Los Angeles Times

41 workers stuck in collapsed tunnel for 8th day in north India


LUCKNOW, India — Officials trying to reach 41 workers who have been trapped in a collapsed tunnel in northern India for eight days were contemplat­ing alternativ­e rescue plans Sunday after snags with a drilling machine caused them to halt digging.

A new drilling machine arrived at the accident site in Uttarakhan­d state on Saturday to replace one that was damaged while breaking through the rocks and debris. They had been using the drill to create a space to insert wide pipes through which the trapped workers could crawl to their freedom.

Authoritie­s have so far drilled 79 feet through rubble and debris, but it would require up to 197 feet to allow the workers to escape, said Devendra Patwal, a disaster management official.

Officials on Sunday were considerin­g new angles for extracting the workers. Deepa Gaur, a government spokespers­on, said this included possibly using the new machine to drill from the top of the hill, under which the workers have been trapped inside the collapsed tunnel.

This method would be more time-consuming, taking an additional four or five days, she added.

Earlier, rescue efforts hit a snag when a loud cracking sound was heard within the tunnel, startling those overseeing the operation, who paused the drilling and found parts of the machine damaged, said Tarun Kumar Baidya, director at the National Highways and Infrastruc­ture Developmen­t Corp. Limited, or NHIDL.

The constructi­on workers have been trapped since Nov. 12, when a landslide caused a portion of the 2.8mile tunnel they were building to collapse about 650 feet from the entrance. The hilly area is prone to landslides.

The site is in Uttarakhan­d, a mountainou­s state dotted with Hindu temples that attract many pilgrims and tourists. Highway constructi­on has been constant to accommodat­e the influx. The tunnel is part of the busy Chardham all-weather road, a flagship federal project connecting various Hindu pilgrimage sites.

About 200 disaster relief personnel have been at the site using drilling equipment and excavators in the rescue operation, with the plan being to push 2.6-foot-wide steel pipes through an opening of excavated debris.

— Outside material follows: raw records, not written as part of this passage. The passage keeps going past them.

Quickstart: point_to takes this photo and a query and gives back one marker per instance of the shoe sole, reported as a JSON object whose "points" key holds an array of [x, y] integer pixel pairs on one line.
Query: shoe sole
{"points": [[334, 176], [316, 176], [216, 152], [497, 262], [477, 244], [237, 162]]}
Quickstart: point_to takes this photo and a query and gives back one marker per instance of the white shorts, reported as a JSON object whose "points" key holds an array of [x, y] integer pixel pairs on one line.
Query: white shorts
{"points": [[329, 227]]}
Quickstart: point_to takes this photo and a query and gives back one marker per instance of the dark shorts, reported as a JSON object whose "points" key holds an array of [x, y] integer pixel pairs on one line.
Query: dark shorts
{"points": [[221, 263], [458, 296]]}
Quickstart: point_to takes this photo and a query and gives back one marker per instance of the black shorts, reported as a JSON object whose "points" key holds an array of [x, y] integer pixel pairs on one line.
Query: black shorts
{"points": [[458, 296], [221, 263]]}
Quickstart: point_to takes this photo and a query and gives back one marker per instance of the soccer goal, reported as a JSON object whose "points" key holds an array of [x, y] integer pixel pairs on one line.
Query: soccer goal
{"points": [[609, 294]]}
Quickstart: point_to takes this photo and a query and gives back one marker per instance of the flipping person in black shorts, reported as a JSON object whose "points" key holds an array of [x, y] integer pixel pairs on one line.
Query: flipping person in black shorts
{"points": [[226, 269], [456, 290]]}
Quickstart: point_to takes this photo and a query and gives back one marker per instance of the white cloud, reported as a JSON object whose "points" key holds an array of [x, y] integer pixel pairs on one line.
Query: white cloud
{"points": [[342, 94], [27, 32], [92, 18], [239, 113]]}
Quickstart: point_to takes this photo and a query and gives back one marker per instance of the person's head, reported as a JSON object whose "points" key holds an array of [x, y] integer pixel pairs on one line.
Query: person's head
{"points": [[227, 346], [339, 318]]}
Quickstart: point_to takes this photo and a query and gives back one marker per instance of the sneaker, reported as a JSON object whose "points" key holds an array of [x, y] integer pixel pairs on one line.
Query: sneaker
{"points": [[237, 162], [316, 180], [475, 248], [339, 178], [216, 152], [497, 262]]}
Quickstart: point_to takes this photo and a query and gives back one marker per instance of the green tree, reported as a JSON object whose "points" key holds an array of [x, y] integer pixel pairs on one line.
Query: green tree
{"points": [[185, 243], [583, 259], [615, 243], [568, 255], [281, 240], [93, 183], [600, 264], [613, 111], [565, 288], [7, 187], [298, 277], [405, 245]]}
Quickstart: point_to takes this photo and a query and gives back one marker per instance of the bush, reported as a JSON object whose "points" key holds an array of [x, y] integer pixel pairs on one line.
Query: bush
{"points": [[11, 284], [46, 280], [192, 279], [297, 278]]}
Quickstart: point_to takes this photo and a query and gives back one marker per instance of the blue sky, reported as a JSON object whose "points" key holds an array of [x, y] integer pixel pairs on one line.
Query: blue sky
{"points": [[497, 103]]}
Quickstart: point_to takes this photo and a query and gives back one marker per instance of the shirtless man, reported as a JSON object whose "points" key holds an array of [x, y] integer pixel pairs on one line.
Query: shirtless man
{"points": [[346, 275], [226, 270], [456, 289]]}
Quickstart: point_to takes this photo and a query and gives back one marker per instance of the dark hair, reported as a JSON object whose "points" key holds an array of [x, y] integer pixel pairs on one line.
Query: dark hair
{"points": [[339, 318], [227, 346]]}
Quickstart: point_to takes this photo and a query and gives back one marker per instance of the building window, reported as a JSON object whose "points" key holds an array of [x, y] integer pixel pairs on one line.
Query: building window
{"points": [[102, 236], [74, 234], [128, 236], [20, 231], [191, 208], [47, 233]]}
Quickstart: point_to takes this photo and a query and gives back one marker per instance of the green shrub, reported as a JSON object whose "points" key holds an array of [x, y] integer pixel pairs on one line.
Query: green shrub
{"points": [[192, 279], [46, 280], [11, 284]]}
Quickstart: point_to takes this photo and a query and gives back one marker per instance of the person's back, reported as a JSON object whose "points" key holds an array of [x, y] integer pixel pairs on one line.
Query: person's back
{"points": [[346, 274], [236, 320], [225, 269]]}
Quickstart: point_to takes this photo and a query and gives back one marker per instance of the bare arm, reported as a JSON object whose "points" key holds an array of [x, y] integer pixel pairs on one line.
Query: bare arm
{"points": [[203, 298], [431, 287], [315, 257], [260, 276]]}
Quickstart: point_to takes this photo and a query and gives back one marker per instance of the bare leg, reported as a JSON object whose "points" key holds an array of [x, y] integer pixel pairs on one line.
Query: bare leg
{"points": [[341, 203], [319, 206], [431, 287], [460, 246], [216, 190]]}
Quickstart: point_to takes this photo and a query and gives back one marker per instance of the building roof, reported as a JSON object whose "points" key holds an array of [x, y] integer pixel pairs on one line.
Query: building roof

Anshu Manish Khalkho, director at NHIDCL, said that after they paused the drilling Saturday experts became concerned the drilling machine’s high-intensity vibrations could cause more debris to fall and hinder efforts. The machine has a drilling capacity of up to 16 feet per hour and is equipped with a 3.2-foot diameter pipe to clear debris.

Khalkho said drilling vertically from the top of the hill could also cause additional debris, but that they would opt for a specific technique designed for drilling through overburden­ed soil conditions where unstable ground makes traditiona­l methods more difficult. This method, experts hope, would lead to less debris falling.

One challenge, however, is that drilling from the top means they would need to dig 338 feet to reach the trapped workers — nearly double than if they carried on digging from the front.

Authoritie­s said they were also contemplat­ing drilling from the sides and the ends of the tunnel.

A rescue official said trapped workers were receiving food and oxygen through pipes.